There’s no question many BNPL users would welcome the chance to improve their credit by using the services. Indeed, even many of the shoppers turning to BNPL out of a healthy fear of credit card debt are struggling with it all the same.

A number of these consumers are already facing financial stress, which is among the reasons they’re turning to these tools.

Mark Hamrick, Bankrate senior economic analyst

National credit card debt has hit a record $1 trillion, with the average balance at a 10-year high of $6,088. The Consumer Financial Protection Bureau found this year that BNPL customers were more likely to also use credit cards, payday loans and other high-interest financial services, while 18% of BNPL users had at least one reported delinquency in other accounts, that was true of just 7% of nonborrowers.

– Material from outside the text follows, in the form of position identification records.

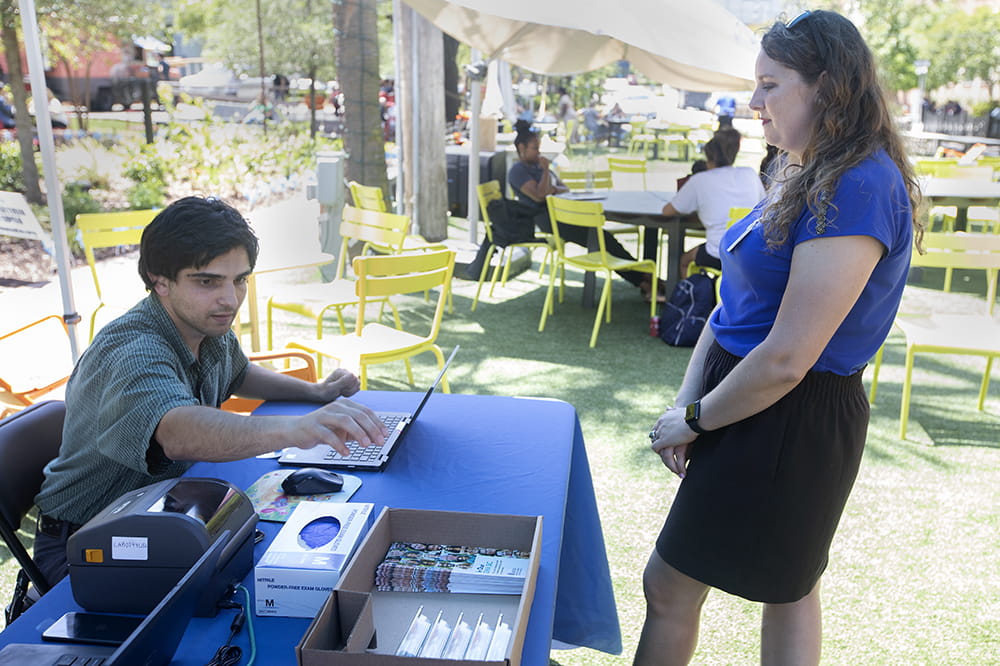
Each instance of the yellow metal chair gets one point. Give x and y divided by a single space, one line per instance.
371 198
26 379
379 232
488 192
304 368
938 333
580 181
628 165
101 230
380 277
589 215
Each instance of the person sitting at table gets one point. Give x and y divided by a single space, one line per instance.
142 402
532 180
711 193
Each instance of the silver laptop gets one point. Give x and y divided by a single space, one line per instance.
154 641
371 458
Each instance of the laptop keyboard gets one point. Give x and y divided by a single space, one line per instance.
367 453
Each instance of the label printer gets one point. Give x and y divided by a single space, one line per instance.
127 557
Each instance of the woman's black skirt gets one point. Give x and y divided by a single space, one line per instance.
761 500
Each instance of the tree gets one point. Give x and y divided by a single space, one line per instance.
963 46
298 37
888 29
358 73
78 30
10 17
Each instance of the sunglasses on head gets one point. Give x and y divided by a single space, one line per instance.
814 34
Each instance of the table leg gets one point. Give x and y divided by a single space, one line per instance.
254 314
675 248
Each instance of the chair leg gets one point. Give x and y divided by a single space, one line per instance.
605 301
904 407
506 267
985 386
504 257
482 274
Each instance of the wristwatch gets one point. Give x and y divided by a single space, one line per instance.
691 415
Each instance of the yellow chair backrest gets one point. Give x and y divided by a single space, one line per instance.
589 214
98 230
380 276
939 168
379 232
635 165
577 180
487 192
963 250
627 164
367 196
737 213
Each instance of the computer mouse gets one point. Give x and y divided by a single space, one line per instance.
312 481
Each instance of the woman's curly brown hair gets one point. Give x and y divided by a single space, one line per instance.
852 121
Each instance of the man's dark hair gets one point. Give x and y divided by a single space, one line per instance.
191 233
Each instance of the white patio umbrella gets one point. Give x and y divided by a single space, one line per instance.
691 45
36 70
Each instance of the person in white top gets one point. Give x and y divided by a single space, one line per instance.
712 193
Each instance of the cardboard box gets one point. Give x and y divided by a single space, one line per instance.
297 572
359 626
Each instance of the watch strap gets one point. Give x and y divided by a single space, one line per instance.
691 415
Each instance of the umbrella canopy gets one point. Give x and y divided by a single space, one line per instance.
698 46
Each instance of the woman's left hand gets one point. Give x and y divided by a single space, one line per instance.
671 438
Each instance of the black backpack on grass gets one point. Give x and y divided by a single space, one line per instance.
684 314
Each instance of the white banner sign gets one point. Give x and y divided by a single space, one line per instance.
16 219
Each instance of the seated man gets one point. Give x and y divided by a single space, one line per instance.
142 402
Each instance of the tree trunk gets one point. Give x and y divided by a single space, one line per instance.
25 135
452 98
424 167
358 72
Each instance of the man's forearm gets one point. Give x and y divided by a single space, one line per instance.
197 433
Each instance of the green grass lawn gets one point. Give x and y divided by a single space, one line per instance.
914 574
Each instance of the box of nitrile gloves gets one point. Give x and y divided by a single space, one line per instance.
295 575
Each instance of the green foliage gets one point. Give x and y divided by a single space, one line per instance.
11 167
885 31
77 199
984 108
144 195
962 46
147 167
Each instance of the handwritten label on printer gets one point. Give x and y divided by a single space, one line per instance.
129 548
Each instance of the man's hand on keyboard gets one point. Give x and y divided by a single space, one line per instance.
339 422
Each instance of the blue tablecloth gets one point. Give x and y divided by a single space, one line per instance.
465 453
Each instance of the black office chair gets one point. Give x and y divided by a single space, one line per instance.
29 439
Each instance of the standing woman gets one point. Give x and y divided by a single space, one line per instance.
770 420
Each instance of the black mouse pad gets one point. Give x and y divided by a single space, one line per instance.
272 504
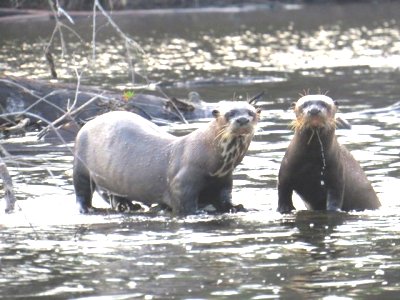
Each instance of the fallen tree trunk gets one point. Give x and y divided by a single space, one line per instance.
66 106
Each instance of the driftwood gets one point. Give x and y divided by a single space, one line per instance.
68 106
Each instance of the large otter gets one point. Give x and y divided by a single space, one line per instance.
323 172
132 158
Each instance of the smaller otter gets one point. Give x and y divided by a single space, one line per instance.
322 172
130 158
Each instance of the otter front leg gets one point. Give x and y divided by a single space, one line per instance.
184 194
223 203
285 203
84 188
335 191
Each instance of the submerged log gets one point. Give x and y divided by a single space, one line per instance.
27 105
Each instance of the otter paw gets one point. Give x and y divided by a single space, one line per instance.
238 208
285 209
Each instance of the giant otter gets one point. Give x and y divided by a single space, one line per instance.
131 158
321 171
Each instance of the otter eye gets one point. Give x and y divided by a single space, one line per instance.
231 113
215 113
251 113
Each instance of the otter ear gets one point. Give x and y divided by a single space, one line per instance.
215 113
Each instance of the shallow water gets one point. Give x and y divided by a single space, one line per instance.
49 251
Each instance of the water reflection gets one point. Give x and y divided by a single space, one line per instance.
49 251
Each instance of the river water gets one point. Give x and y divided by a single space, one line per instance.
49 251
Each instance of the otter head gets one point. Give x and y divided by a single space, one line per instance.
235 124
314 112
236 118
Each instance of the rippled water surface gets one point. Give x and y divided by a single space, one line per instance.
49 251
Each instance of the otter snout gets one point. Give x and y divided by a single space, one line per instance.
314 111
242 120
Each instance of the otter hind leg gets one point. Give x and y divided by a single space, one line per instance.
84 188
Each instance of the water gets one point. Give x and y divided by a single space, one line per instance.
49 251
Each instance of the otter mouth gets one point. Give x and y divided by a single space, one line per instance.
242 130
316 122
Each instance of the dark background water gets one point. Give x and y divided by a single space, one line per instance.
49 251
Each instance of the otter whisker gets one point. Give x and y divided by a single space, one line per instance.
312 135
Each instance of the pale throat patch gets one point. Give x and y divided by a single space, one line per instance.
233 148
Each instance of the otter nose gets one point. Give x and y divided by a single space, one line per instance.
242 120
314 111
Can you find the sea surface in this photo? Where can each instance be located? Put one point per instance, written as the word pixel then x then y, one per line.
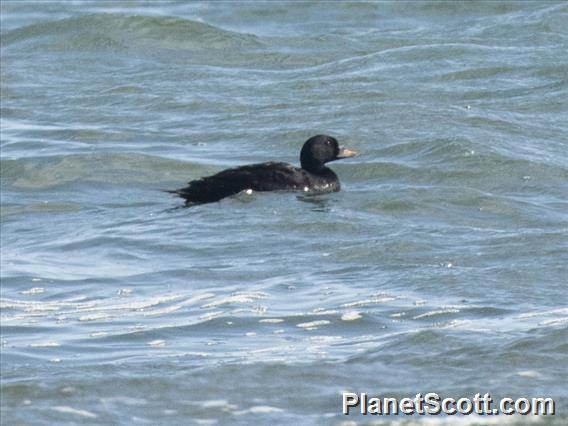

“A number of these consumers are already facing financial stress, which is among the reasons they’re turning to these tools,” said Mark Hamrick, senior economic analyst at Bankrate. The transactions’ frictionless nature, and the ability to have multiple BNPL loans active at once, could lead to overspending — especially around the holidays.

“In a perfect world, gift buyers would be saving all year long and purchasing primarily with cash,” he said. “But that’s not the world we live in.”